There’s great potential for using OSM for these kinds of services. The work, Missing maps and all the tools coming out dramatically help us find where kids live and need help and the work there. So your work does save lives in a meaningful way. I hope this helps bridge the gap between the mapping and how you can deliver services to the ground. So thank you.

[ Applause ]

Do we have any questions for Matt? That’s great work that you’re doing. Very excited about it. In fact, I have somebody I need to tell you about. That you need to connect with. Any questions?

AUDIENCE: A quick question regarding how long the DDT lasts and how often you have to respray?

Yeah. So lasts somewhere between three to six months. And luckily, that’s sort of the rainy season. There’s dry seasons where the malaria rates drop. So covers most of the transmission period of the malaria season. That’s why it’s quite effective. But you have to do it annually. That’s one of the nice things about this approach is we know exactly how many homes are in these areas. Once you have that thing, it’s going back, the planning is ready to go. And we don’t have to spend a lot of time on preenumeration. Which is key. Yep.

AUDIENCE: So what about the longterm use of the DDT in this area? Is that a concern? Or I understand that it’s very effective in reducing malaria, but the longterm use of DDT is pretty scary as well.

Yeah. I don’t I misspoke, it’s not DDT anymore.

AUDIENCE: Great.

But they’ve shown though, that they’re using DDT in the States again some places. It’s just effective. We used to crop dust with DDT over the crops. If you’re spraying the base of a building where there’s no food and nobody is there, it’s not as big of a deal. So we just misused it heavily in the past. That’s why there’s kind of a bad thing toward there are definitely tradeoffs.

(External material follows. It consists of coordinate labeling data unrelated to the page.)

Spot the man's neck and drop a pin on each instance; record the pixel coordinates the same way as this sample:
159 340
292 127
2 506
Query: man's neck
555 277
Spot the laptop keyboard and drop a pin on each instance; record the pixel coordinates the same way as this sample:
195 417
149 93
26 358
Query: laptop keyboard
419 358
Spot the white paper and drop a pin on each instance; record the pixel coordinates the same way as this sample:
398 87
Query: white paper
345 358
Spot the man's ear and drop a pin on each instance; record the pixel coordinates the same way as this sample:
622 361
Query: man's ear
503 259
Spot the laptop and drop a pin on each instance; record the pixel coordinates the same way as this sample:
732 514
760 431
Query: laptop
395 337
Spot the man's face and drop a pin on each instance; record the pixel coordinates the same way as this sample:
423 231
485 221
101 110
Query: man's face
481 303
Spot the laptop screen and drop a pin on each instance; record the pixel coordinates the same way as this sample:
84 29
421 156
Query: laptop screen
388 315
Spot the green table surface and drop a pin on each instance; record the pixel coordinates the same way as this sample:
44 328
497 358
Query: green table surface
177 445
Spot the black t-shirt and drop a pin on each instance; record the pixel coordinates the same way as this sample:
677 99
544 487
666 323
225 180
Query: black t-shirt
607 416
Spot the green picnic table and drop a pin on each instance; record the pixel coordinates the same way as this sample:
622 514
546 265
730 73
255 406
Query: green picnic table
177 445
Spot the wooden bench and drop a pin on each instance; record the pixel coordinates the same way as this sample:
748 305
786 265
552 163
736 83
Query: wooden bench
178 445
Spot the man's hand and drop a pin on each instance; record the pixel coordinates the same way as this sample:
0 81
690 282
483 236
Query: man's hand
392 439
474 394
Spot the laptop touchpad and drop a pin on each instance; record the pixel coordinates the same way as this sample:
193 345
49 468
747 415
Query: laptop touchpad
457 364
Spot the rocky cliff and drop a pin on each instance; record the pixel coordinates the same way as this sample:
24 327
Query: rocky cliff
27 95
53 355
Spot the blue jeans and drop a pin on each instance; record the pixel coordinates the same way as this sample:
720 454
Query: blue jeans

Any other questions? Nope? Oh.

AUDIENCE: Thanks. That was really interesting. Have you talked to any local governments or international organizations that work in the same mace that might have open data they might contribute like roads or other stuff?

Yes. So I mean so this work in Zambia has been coordinated with the geospatial lab at USGAD. And I forgot his name. He was at the HOT Summit. It’s through the malaria control board of every government. They’re very involved in doing that. Unfortunately we usually have to do the mapping of the actual structures. The governments don’t usually have that in place. Zambia has a lot and Zimbabwe has a lot now because of the community’s work.

All right. Great. There is also always this delay on the microphone and I forget about it. Thank you so much for your talk.

[ Applause ]

Yeah, let’s give him another round.

Thanks!

So we have ten minutes before the next session starts. Again, if you look at your program, it’s not connect in there. Because we’re doing the satellite portrait, we are starting the next session at 11:10. So we want to make we get out on to that terrace where the satellite portrait is going to be after the next session. So get ready for the satellite. And we have a real camera, too.